I always knew I wanted to be a nurse, and the nurse practitioner role really was evolving as I went to school, so I decided to go that route. I really like the fact that the nurse practitioner profession involves both nursing and medicine. We are nurses and not medical doctors, but we practice in both of the sciences. It makes it a very interesting practice.

In 1999, I graduated from Rush University in Chicago, and then I worked there in internal medicine for a couple of years. After that, I ran the student health center at Valparaiso University until 2006. That's when the Purdue Calumet clinic opened and I became its director.

What are your day-to-day tasks at the clinic?

I am the director of the entire clinic and I'm also a provider who sees patients. My work is very carefully divided between those two roles, but I do prefer patient care to administrative work. I am the main practitioner at the clinic. We have a consulting physician and a faculty nurse practitioner, who joins us twice a week, but I see the majority of the patients.

We tend to see patients of a wide age range -- people from age 18 to 50 to everywhere in between. Since PUC enrolls students from a much broader range of incomes and lifestyles, I believe our university-based clinic is a direct reflection of the community we work in -- perhaps less like what would be a typical college-based practice. I think this enhances the University's wide appeal to potential students.

What sort of services does the clinic provide?

We function as a primary care center, so our work includes treating chronic conditions, screening for conditions and things like that. The way the Calumet campus works, there's a $20 flat fee for patients to be seen and cared for.

The fee covers any minor lab work as well as, for example, a follow-up appointment to see how a prescription might be working out. It's a lot more affordable this way for students, especially when they're looking at whether they want to address an issue such as hypertension.

What's your favorite part about your job?

I particularly enjoy working with Calumet campus students, who tend to be really hard-working people. By that, I mean they tend to work and go to school. Most of our students have family responsibilities, too; most of them are parents. Many of them are a major contributor to the household income. They're highly motivated, usually very intelligent people. It's a pleasure to take care of them because they're so impressive in what they do.

What other professional work do you do?

Because I have a general interest in the medically underserved, I also work a couple of times each week in the Gary Community Health Net, which is a group of clinics in this area that treat and see those in need.
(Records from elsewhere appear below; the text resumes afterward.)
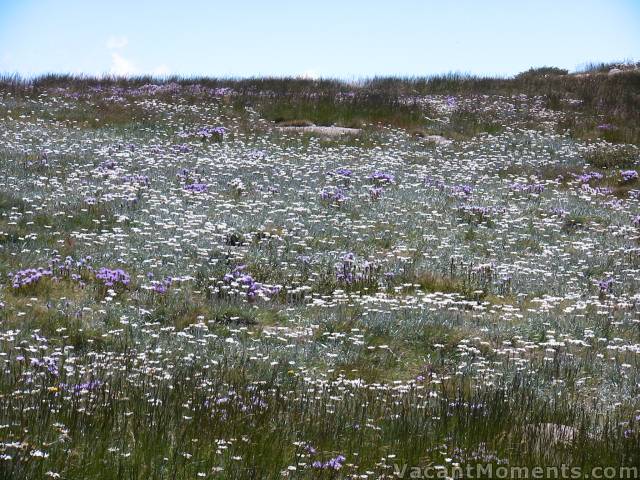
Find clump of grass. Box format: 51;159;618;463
585;145;640;169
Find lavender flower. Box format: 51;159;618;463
620;170;638;182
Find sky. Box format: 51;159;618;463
0;0;640;79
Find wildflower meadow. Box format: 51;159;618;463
0;67;640;480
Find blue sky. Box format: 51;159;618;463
0;0;640;79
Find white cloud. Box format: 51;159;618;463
107;35;129;50
109;52;138;77
151;64;171;77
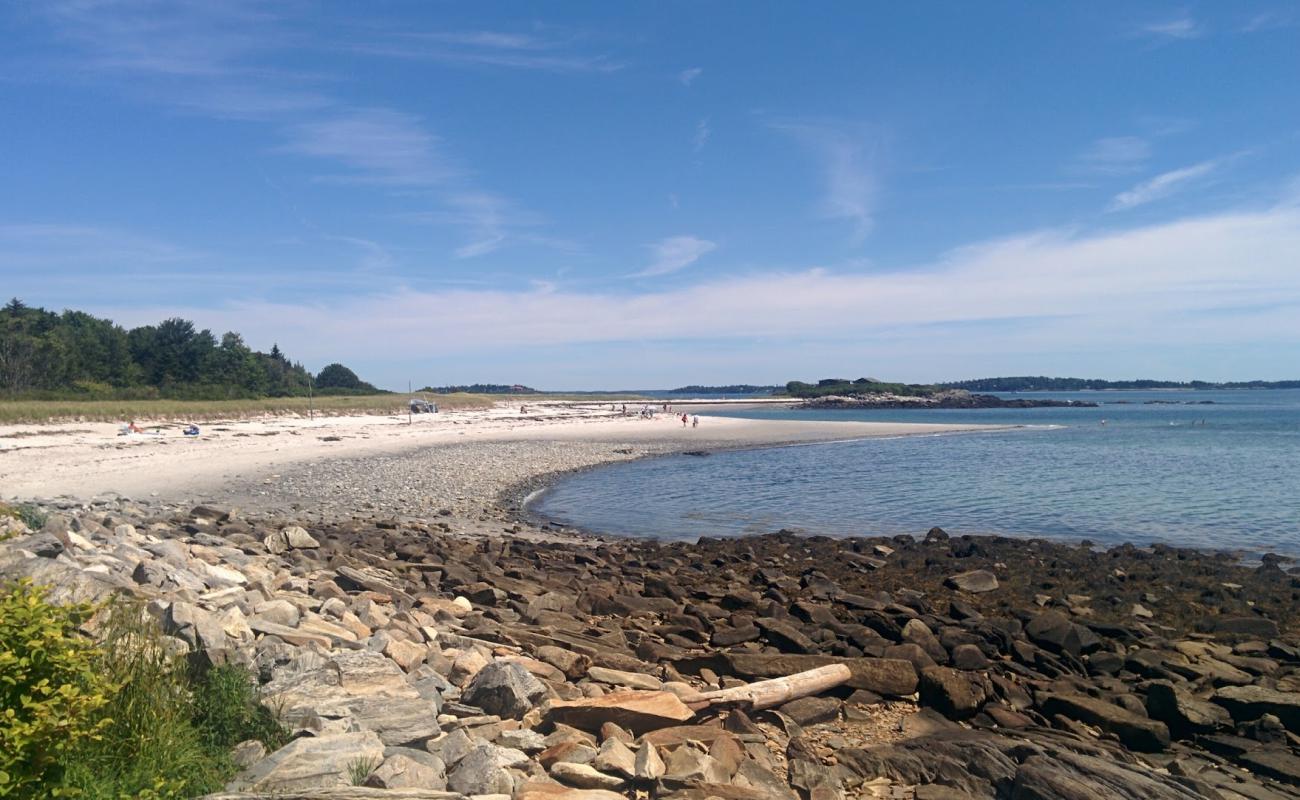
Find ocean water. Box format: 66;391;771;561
530;390;1300;555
Our patients are uninsured or underinsured.

I think the most important thing about a public health practice is that when you see a patient, you need to understand the medical risks and the types of problems they're most likely to encounter living in the arena that they live in. At Purdue Calumet, for example, our students are far more likely to have neglected medical needs. If they don't get preventative care, there's a likelihood that we'll have to see them for a problem later down the road. That's where you get a lot of satisfaction -- helping a medically vulnerable person care for a problem, so that problem doesn't become even larger in the future.